Denmark's Finance Minister Claus Hjort Frederiksen speaks to reporters at after a hearing in the parliamentary financial committee about the custom control agreement at the Christianborg Palace in Copenhagen June 10, 2011. REUTERS/Marie Hald/Scanpix

COPENHAGEN (Reuters) - NATO member Denmark plans to increase military spending in response to Russian missile deployments in the Baltic region that it perceives as a threat, its new defence minister said in an interview published on Friday.

But Claus Hjort Frederiksen said that despite pressure from allies including incoming U.S. President Donald Trump, Denmark was not able to meet the NATO defence spending target of 2 percent of gross domestic product.

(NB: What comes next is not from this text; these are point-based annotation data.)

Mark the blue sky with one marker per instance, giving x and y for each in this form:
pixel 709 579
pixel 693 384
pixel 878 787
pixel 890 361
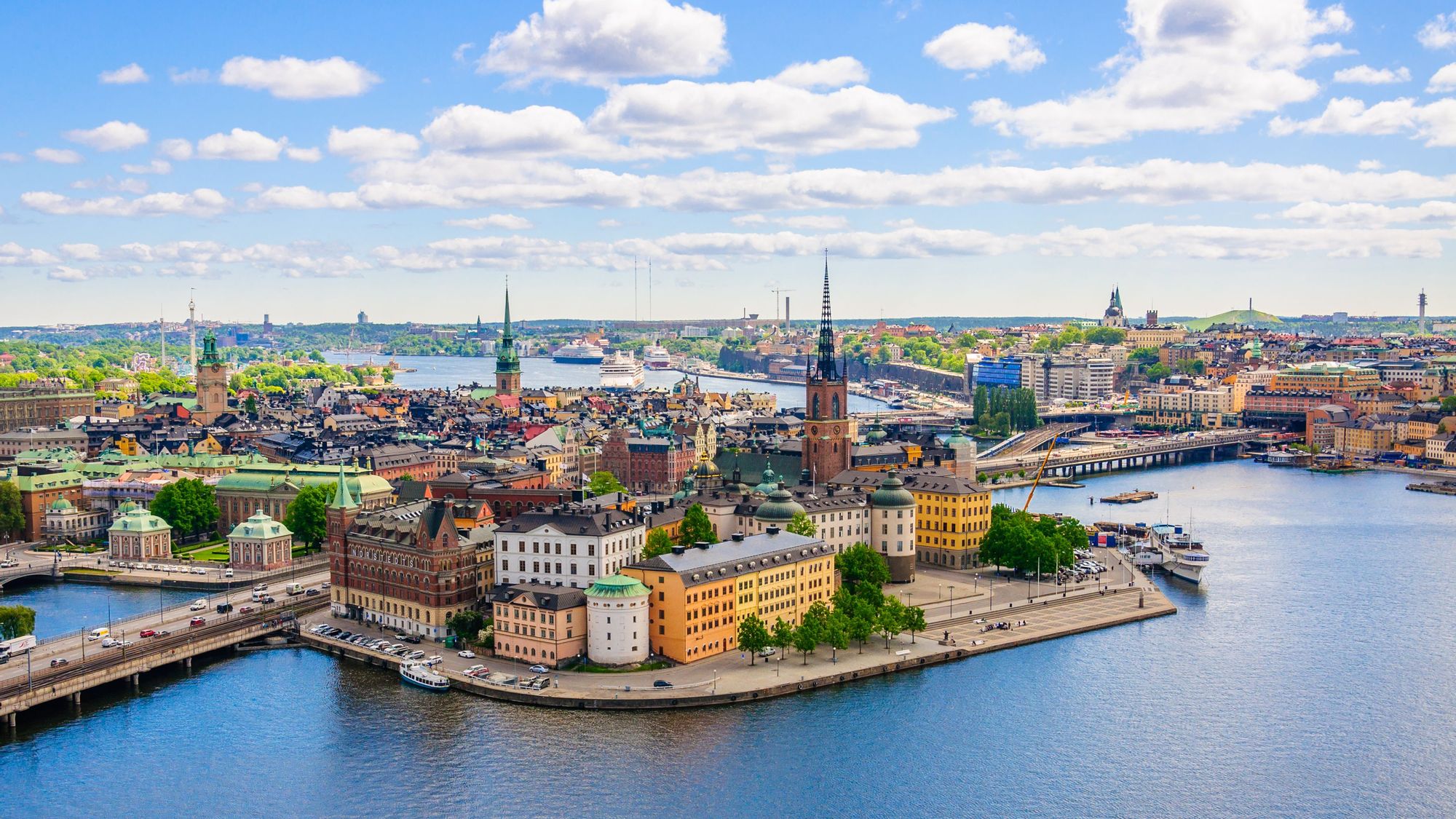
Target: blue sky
pixel 954 158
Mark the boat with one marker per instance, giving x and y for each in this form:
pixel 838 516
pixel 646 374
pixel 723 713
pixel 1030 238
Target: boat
pixel 579 353
pixel 657 357
pixel 622 371
pixel 420 673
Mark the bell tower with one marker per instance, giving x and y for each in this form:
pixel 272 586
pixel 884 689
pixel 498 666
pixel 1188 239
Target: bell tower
pixel 829 432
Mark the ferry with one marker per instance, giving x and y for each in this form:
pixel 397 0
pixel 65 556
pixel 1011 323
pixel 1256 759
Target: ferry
pixel 622 371
pixel 420 673
pixel 657 357
pixel 579 353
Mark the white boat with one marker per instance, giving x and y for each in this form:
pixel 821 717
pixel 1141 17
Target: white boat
pixel 657 357
pixel 622 371
pixel 420 673
pixel 579 353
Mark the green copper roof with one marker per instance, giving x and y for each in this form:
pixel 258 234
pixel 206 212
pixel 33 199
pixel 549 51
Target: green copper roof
pixel 617 586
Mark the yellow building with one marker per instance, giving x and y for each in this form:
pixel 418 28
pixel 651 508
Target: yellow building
pixel 700 595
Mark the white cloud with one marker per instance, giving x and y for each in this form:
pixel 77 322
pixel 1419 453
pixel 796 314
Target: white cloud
pixel 601 41
pixel 124 76
pixel 202 203
pixel 1435 123
pixel 369 145
pixel 975 47
pixel 825 74
pixel 1439 31
pixel 304 154
pixel 190 76
pixel 59 155
pixel 248 146
pixel 1444 79
pixel 155 167
pixel 111 136
pixel 290 78
pixel 1195 66
pixel 1368 76
pixel 507 221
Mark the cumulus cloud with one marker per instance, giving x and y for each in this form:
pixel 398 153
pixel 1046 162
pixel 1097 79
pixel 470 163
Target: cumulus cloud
pixel 369 145
pixel 825 74
pixel 58 155
pixel 111 136
pixel 507 221
pixel 124 76
pixel 1368 76
pixel 202 203
pixel 975 47
pixel 601 41
pixel 290 78
pixel 1193 66
pixel 1435 123
pixel 1444 79
pixel 1439 31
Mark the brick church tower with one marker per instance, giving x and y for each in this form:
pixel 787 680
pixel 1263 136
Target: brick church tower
pixel 829 432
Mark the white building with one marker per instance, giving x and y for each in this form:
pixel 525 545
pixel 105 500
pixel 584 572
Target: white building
pixel 618 621
pixel 567 547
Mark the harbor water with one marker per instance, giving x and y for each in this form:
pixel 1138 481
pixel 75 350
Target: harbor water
pixel 1311 675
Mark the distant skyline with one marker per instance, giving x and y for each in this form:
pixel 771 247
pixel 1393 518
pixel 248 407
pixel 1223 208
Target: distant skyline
pixel 956 158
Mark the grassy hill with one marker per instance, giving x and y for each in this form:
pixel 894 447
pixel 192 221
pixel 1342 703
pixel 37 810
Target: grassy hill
pixel 1253 318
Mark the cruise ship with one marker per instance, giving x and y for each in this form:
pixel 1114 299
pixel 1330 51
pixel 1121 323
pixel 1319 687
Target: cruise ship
pixel 579 353
pixel 657 357
pixel 622 371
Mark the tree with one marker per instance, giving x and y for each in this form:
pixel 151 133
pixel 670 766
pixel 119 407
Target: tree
pixel 12 516
pixel 604 483
pixel 308 515
pixel 468 624
pixel 802 525
pixel 753 636
pixel 189 506
pixel 697 526
pixel 659 542
pixel 15 621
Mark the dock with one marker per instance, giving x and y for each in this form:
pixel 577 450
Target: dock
pixel 1136 496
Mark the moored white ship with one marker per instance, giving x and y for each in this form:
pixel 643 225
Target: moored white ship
pixel 622 371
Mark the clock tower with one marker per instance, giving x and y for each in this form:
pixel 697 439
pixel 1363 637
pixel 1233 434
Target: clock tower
pixel 829 432
pixel 212 382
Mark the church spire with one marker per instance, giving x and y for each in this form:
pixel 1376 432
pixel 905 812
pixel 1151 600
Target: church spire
pixel 828 368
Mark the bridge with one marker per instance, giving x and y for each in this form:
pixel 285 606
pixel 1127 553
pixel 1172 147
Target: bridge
pixel 31 679
pixel 1088 459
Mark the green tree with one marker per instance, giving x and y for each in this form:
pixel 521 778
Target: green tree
pixel 308 515
pixel 468 624
pixel 17 621
pixel 12 516
pixel 659 542
pixel 803 525
pixel 697 526
pixel 605 483
pixel 753 636
pixel 189 506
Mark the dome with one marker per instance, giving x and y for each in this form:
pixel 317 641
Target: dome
pixel 892 493
pixel 781 507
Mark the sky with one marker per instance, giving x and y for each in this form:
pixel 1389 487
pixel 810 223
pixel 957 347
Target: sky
pixel 312 161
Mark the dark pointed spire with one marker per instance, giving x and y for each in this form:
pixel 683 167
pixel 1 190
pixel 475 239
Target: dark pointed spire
pixel 828 368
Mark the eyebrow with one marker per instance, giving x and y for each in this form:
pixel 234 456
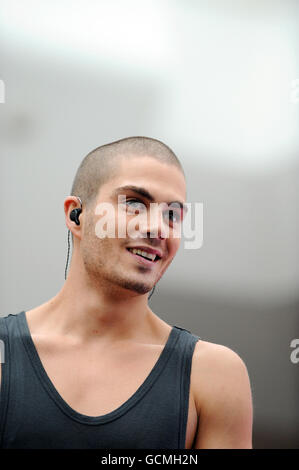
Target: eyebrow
pixel 144 192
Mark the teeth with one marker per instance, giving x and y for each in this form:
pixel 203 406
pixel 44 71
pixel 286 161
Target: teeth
pixel 150 256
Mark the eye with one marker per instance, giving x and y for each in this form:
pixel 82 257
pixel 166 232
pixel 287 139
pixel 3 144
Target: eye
pixel 173 216
pixel 134 205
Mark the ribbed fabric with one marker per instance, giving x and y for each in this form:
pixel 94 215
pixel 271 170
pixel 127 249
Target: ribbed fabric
pixel 33 415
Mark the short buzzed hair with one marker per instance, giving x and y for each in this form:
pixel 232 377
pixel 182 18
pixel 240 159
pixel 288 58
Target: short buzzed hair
pixel 100 164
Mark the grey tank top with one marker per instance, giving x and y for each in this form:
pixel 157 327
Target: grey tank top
pixel 33 415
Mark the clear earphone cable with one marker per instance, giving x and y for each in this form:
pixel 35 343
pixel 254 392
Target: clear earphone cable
pixel 68 253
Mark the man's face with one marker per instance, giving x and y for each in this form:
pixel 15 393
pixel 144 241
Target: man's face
pixel 112 259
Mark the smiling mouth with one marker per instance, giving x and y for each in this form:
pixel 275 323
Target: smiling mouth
pixel 150 257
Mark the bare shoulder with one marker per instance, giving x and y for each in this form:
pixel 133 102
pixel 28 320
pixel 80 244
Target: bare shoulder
pixel 222 394
pixel 215 368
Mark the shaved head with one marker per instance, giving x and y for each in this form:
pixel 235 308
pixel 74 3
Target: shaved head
pixel 101 164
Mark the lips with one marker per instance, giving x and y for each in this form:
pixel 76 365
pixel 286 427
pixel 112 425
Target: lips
pixel 144 255
pixel 146 251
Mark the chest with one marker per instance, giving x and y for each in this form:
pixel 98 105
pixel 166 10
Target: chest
pixel 95 382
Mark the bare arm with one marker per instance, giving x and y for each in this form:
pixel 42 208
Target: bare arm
pixel 223 398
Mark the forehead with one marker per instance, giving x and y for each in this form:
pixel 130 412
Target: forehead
pixel 164 181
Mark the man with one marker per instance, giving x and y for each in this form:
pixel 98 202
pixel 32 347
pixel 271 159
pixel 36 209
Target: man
pixel 95 367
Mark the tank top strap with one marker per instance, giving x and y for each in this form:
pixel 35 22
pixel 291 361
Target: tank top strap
pixel 187 342
pixel 5 372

“We are under great pressure from both the current Obama administration and, from what we understand, the incoming president Trump to live up to the 2 percent target,” Frederiksen said. “I would say it is not a realistic (target to reach).”

His comments feed into a contentious debate about burden-sharing in NATO, fuelled by Trump’s assertions that U.S. allies are not contributing enough for their own defence and Washington is paying a disproportionate amount. Denmark spent about 1.2 percent of GDP on defence in 2016.

Russia said in October that as part of routine drills it had moved ballistic nuclear-capable Iskander-M missiles to its enclave of Kaliningrad on the Baltic Sea and deployed its S-400 air missile defence system there.

“We can observe that the Russians now are deploying new missiles in Kaliningrad with a capability to reach Copenhagen.” This is of course a serious risk,” Frederiksen told daily newspaper Berlingske.

Denmark last month offered to deploy 200 troops to a UK-led NATO mission in Estonia, and has said it plans to join a Europe-based missile defence system.

In March 2015, Russia’s ambassador to Denmark threatened to aim nuclear missiles at Danish warships if Denmark joined that programme.